The most recent major development, unnatural narratology (emerging around 2000), takes the postclassical pluralism in a deliberately disruptive direction. Scholars like Jan Alber, Stefan Iversen, and Brian Richardson argue that both classical and postclassical narratologies have implicitly assumed that narrative is a natural form of communication, grounded in real-world cognitive parameters. Unnatural narratology instead focuses on narratives that violate these parameters: impossible storyworlds, contradictory temporalities, narrators who are dead or non-human, and other antimimetic devices. By foregrounding the unnatural, this framework challenges the assumption that experientiality or cognitive schemas are the foundation of all narrative. It argues that the unnatural is not a marginal curiosity but a central feature of much literary narrative, from postmodern fiction to medieval dream visions. Unnatural narratology thus functions as a critical corrective, ensuring that the field does not naturalize one particular model of narrative cognition as the universal norm.

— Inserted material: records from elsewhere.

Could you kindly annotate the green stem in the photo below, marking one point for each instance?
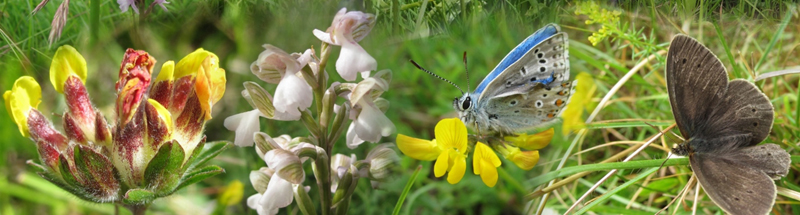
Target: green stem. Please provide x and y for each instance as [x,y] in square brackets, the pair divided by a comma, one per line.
[403,195]
[322,171]
[94,19]
[138,209]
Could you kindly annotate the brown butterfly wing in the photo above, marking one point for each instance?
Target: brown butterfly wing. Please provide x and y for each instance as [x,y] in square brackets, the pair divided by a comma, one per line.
[741,182]
[696,81]
[744,112]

Today, narratology is a field of productive coexistence. Classical narratology's formal toolkit remains indispensable for basic analysis. Feminist, rhetorical, and cognitive narratologies each offer distinct lenses for understanding how narratives work in context, and they often inform each other: a feminist reading may use rhetorical concepts of audience, while a cognitive analysis may examine how gender schemas shape interpretation. Postclassical narratology serves as the umbrella that legitimizes this diversity, while unnatural narratology pushes the boundaries of what counts as narrative at all. The central tension between universal form and situated practice is no longer a problem to be solved but a productive axis around which the field continues to evolve.